Parn Barre called a herd of wild swine down out of the foothills of Mount Airn, and called the boar away from the sows. When the dogs and hunters had the beast encircled, she left the hunt and came back to the camp, where I had been left along with the packhorses and the servants.
It had been a shameful moment for me when they all set off. “You’re bringing the boy along, aren’t you, Caspro?” Brantor Ogge said, and my father replied as pleasantly as ever that neither I nor old Roanie were coming, for fear of holding others back. “So then you’ll be staying safe with him too?” came the big braying voice, and Canoc’s soft one: “No, I thought I’d come to the kill.”

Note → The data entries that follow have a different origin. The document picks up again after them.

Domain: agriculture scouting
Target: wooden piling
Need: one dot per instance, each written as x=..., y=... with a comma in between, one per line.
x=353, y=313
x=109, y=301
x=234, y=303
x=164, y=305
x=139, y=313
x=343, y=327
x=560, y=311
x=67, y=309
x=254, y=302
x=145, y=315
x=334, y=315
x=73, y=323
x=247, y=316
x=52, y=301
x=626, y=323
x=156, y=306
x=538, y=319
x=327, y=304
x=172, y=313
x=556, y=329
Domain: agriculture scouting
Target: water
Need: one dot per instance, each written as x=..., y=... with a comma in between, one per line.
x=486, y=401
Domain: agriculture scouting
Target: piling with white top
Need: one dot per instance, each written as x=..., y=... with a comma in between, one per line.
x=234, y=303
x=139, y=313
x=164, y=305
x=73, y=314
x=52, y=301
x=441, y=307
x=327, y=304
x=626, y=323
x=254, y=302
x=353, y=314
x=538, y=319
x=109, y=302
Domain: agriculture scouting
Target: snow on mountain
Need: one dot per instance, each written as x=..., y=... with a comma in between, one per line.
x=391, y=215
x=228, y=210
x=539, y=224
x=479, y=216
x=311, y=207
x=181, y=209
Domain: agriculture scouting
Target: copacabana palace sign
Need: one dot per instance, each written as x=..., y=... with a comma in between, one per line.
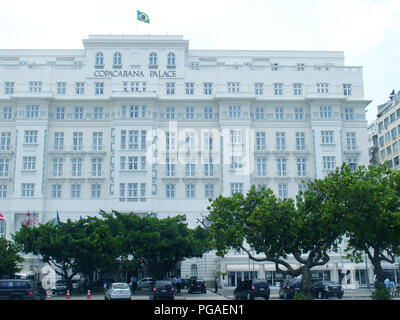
x=133, y=74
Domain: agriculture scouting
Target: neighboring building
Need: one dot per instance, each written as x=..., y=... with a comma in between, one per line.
x=384, y=134
x=144, y=124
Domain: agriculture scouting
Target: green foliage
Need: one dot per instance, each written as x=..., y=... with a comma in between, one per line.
x=381, y=293
x=9, y=258
x=299, y=296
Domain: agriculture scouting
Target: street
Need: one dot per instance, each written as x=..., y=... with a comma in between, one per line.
x=223, y=294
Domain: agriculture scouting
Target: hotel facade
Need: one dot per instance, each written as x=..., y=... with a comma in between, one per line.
x=144, y=124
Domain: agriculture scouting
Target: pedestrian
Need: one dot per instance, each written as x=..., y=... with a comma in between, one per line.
x=179, y=284
x=105, y=284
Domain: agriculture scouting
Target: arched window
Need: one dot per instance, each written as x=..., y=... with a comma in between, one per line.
x=117, y=58
x=193, y=270
x=153, y=59
x=99, y=59
x=171, y=59
x=2, y=229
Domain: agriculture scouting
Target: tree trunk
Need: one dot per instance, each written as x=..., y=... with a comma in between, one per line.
x=306, y=283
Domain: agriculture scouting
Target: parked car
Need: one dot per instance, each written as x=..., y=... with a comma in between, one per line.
x=289, y=287
x=118, y=291
x=145, y=283
x=60, y=288
x=250, y=289
x=17, y=289
x=162, y=289
x=326, y=289
x=197, y=284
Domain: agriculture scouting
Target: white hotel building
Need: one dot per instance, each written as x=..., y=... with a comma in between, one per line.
x=145, y=124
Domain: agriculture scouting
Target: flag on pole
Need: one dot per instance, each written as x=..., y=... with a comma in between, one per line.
x=28, y=218
x=143, y=16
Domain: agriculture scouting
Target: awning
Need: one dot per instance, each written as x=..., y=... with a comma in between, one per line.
x=242, y=267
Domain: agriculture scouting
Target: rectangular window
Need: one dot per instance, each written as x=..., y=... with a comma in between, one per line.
x=170, y=113
x=279, y=113
x=236, y=188
x=96, y=191
x=170, y=191
x=297, y=89
x=78, y=113
x=208, y=113
x=56, y=191
x=61, y=87
x=79, y=88
x=190, y=192
x=170, y=88
x=282, y=191
x=77, y=167
x=99, y=88
x=75, y=191
x=209, y=191
x=322, y=87
x=278, y=89
x=58, y=141
x=351, y=141
x=30, y=136
x=260, y=141
x=347, y=89
x=208, y=88
x=57, y=167
x=233, y=87
x=325, y=112
x=301, y=167
x=27, y=190
x=60, y=113
x=189, y=88
x=299, y=113
x=9, y=87
x=98, y=113
x=32, y=112
x=189, y=113
x=282, y=169
x=300, y=141
x=329, y=163
x=234, y=112
x=327, y=137
x=259, y=89
x=77, y=138
x=7, y=113
x=280, y=141
x=5, y=142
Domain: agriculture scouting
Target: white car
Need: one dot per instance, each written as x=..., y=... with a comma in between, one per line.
x=145, y=283
x=118, y=291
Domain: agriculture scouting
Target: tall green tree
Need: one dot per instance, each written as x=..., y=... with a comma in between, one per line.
x=372, y=197
x=159, y=244
x=9, y=258
x=277, y=228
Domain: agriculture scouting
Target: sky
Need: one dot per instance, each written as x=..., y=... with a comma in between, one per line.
x=367, y=31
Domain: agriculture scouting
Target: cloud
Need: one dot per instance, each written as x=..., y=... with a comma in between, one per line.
x=358, y=25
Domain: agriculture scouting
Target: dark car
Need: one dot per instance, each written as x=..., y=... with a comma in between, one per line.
x=289, y=287
x=197, y=284
x=250, y=289
x=326, y=289
x=162, y=289
x=16, y=289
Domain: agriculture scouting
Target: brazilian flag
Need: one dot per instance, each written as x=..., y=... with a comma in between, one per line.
x=143, y=16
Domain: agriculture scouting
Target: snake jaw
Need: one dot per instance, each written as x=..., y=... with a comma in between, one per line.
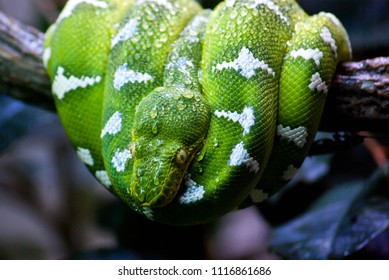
x=156, y=181
x=168, y=132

He touched my shoulder before he mounted—he had brought Greylag, not the colt—and whispered, “Hold fast, my son.” So I held fast, sitting alone among Drum’s serfs and servants, who kept clear of me and soon forgot I was there, talking and joking loudly with one another. I had no idea of what was around me except the roll of bedding I had slept in the night before, which lay near my left hand. The rest of the universe was unknown, a blank gulf in which I would be lost the instant I stood up and took a step or two. I found some little stones in the dirt under my hand and played with them, handling them, counting them, trying to pile them or put them in lines, to pass the dreary time. We scarcely know how much of our pleasure and interest in life comes to us through our eyes until we have to do without them; and part of that pleasure is that the eyes can choose where to look. But the ears can’t choose where to listen. I wanted to hear the birds singing, for the forest was full of their spring music, but mostly I heard only the men yelling and guffawing, and could only think what a noisy race we humans are.
I heard a single horse coming into camp, and the men’s voices became less boisterous. Presently someone spoke near me: “Orrec, I’m Parn,” she said. I felt her kindness in saying who she was, though I knew her voice, which was much like Gry’s. “I’ve got a bit of fruit here. Open your hand.” And she put two or three dried plums in my hand. I thanked her and chewed away on them. She had sat down near me and I could hear her chewing too.
“Well,” she said, “by now the boar’s killed a dog or two, and one or two men, maybe, but probably not, and they’ve killed him. And they’re gutting him and cutting poles to carry him, and the dogs are after the guts, and the horses want to get away from it all but they can’t.” She spat. Maybe a plum pit.